Time Warner said it officially changed the name for its Internet service and portal, saying America Online will now be known by its longtime nickname, AOL.
The America Online moniker is being retired after some 15 years, during which time it became synonymous with Internet access for millions of people. Time Warner noted that people have been using the shorthand to refer to the service for some time.
“Our new corporate identity better reflects our expanded mission — to make everyone’s online experience better,” said Jon Miller, Chairman and CEO of AOL. “Plus, consumers in the U.S. and around the world already know us by our initials.”
Along with the name change, AOL said it was changing its legal structure from a corporation to a limited liability company, or LLC. That move enables Time Warner to limit its exposure to liability should the subsidiary be the subject of lawsuits.
It also unveiled a new logo, setting aside the America Online “running man” for a triangular logo.
The passing of the America Online name ends a long and varied chapter in the history of the Internet in the U.S., one that began long before the dot-com boom, rose to prominence through the merger with Time Warner, fell on hard times when it failed to embrace broadband access soon enough and more recently has staged an impressive comeback as an open-to-everyone portal.
The America Online name came about as a result of an employee naming contest staged in 1991 when the company was known as Quantum Computer Services, Inc., the name it bore since its founding in 1985.
Taking the “America” out of its name makes sense for a company that has global reach and for other reasons, including the company’s push into mobile Web access, where the three-character domain name is a benefit.
In fact, the announcement of the name change came as AOL was launching an upgraded mobile browsing service that would convert Web pages to a mobile-device friendly format and simplify the process of searching for Internet-based information on the go.
While AOL said the name change would help reflect the new range of services that it offers to Web users, ditching the name is also a way to break with the past, including the long slide in membership that AOL has suffered, shedding nearly 30 percent of its subscribers since mid-2002.
It also gives AOL a chance to move away from America Online’s oft-criticized marketing habits, most notably its practice of sending millions of CDs loaded with AOL service and software. The company sent an estimated 660 million discs to U.S. households during its direct mail campaign.
New World Order
The name change caps a massive makeover for the Internet service turned portal, one that has seen it shed its walled-in approach where services were available only to paying subscribers to a free-for-all portal.
That transformation came at a fortuitous time, as Internet advertising has hit a growth spurt.
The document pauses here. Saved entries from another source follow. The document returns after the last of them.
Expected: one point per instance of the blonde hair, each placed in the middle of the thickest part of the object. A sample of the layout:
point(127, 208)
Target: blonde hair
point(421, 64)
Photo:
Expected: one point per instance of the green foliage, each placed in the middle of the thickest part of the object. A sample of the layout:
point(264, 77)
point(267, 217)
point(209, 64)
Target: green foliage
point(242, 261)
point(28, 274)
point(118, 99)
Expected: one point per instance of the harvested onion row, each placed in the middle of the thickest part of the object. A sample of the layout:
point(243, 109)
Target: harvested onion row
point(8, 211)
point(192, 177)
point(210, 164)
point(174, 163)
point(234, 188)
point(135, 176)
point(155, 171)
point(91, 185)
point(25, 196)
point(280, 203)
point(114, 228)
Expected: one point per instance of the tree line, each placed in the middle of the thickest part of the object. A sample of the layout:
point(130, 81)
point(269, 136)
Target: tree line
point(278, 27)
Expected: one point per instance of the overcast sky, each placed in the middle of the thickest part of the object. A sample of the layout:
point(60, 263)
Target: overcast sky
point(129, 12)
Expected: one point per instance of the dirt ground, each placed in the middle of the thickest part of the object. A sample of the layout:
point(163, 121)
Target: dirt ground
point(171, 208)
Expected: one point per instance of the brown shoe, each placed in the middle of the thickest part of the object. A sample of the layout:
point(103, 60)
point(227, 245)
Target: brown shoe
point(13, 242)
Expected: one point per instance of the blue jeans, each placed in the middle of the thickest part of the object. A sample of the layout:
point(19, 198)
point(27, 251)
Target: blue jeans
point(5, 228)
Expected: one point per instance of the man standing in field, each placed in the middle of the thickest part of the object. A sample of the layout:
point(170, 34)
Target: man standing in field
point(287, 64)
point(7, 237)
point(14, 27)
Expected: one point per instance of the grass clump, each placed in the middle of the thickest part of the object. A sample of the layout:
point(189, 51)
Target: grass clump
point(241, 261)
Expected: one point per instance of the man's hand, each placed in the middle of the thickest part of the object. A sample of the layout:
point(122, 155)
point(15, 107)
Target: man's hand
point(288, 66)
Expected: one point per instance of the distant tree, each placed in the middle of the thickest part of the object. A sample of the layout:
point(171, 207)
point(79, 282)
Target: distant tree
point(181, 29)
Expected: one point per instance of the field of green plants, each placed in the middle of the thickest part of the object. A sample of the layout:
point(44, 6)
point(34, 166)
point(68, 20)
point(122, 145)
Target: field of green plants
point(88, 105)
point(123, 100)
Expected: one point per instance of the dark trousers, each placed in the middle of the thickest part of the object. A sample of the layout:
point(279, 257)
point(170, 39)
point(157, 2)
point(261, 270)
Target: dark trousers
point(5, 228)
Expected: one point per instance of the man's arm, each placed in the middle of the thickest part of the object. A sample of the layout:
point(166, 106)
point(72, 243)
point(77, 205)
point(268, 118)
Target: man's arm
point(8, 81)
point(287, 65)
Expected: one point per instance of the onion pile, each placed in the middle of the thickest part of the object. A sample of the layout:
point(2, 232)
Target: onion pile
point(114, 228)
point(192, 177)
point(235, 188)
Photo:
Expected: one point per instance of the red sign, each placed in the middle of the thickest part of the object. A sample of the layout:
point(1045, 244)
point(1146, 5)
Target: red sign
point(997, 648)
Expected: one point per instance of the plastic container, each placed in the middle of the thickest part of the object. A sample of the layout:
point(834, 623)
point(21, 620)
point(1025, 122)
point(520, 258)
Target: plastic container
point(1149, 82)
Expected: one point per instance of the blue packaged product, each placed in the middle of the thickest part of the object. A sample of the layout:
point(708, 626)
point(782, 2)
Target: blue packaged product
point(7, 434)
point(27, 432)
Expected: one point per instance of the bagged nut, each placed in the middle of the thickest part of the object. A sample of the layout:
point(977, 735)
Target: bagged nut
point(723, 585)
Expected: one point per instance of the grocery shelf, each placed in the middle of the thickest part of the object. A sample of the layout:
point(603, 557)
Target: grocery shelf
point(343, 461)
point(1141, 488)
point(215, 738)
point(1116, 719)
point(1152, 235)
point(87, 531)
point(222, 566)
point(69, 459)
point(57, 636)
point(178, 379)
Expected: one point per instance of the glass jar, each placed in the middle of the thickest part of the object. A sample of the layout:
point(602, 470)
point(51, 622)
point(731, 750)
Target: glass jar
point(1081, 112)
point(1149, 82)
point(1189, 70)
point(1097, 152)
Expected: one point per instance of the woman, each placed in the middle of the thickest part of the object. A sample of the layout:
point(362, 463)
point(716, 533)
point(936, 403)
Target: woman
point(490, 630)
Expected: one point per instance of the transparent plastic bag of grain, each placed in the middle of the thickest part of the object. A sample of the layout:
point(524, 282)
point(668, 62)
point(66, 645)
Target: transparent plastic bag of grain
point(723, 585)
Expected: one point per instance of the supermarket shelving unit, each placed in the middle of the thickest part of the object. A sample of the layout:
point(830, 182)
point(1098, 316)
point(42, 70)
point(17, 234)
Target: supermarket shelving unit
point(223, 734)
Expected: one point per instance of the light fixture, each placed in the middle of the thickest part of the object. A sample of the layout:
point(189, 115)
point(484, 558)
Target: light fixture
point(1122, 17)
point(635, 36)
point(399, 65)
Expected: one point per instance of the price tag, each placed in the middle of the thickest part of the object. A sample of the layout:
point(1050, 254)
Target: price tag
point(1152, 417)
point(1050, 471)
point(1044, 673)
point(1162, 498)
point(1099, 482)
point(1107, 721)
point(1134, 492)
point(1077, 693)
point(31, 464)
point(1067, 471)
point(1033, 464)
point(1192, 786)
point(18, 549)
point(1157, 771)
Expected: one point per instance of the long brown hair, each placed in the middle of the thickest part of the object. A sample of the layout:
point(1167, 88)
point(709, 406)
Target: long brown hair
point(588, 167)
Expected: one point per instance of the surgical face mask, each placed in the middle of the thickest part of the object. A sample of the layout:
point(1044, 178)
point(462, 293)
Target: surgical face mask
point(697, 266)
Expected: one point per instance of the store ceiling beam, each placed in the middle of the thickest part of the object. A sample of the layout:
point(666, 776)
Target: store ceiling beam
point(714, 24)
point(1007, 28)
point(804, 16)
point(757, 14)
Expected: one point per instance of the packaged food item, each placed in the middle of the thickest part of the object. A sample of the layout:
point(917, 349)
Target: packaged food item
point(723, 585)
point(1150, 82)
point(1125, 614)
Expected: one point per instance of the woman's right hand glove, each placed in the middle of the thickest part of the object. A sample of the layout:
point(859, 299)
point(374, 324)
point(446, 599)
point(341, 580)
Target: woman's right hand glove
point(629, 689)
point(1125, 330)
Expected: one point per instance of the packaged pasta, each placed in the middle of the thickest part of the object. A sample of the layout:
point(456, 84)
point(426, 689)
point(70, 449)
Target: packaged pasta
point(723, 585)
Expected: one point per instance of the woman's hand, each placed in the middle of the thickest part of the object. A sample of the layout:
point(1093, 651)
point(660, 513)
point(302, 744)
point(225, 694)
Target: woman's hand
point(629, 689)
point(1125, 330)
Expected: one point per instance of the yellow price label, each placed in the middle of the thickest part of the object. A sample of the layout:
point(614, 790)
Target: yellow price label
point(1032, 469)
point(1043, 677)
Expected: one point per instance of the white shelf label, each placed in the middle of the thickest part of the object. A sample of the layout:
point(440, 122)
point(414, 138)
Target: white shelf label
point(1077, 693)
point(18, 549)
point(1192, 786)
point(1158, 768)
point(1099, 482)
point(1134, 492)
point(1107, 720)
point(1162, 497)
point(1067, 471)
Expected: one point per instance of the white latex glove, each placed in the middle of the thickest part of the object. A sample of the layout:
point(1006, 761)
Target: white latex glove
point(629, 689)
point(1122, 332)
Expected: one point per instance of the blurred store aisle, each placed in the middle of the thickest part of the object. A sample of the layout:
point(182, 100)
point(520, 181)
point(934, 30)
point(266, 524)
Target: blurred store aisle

AOL has benefited directly — recently signing major advertisers for its new online TV channel, where Time Warner content is available for download — and indirectly, through its recently consummated partnership with Google.
AOL is well-equipped to be a major factor in the evolving portal race, Forrester analyst Charlene Li told the E-Commerce Times. It will give Yahoo and MSN a run for its money by leveraging its strong brand and its ties to Time Warner, with its wealth of video and other content, she added.
“AOL is already the comeback kids of the Internet space and they are positioned to be a factor,” Li said. “With their content and advertising partnership possibilities with Time Warner, they could be a formidable force.”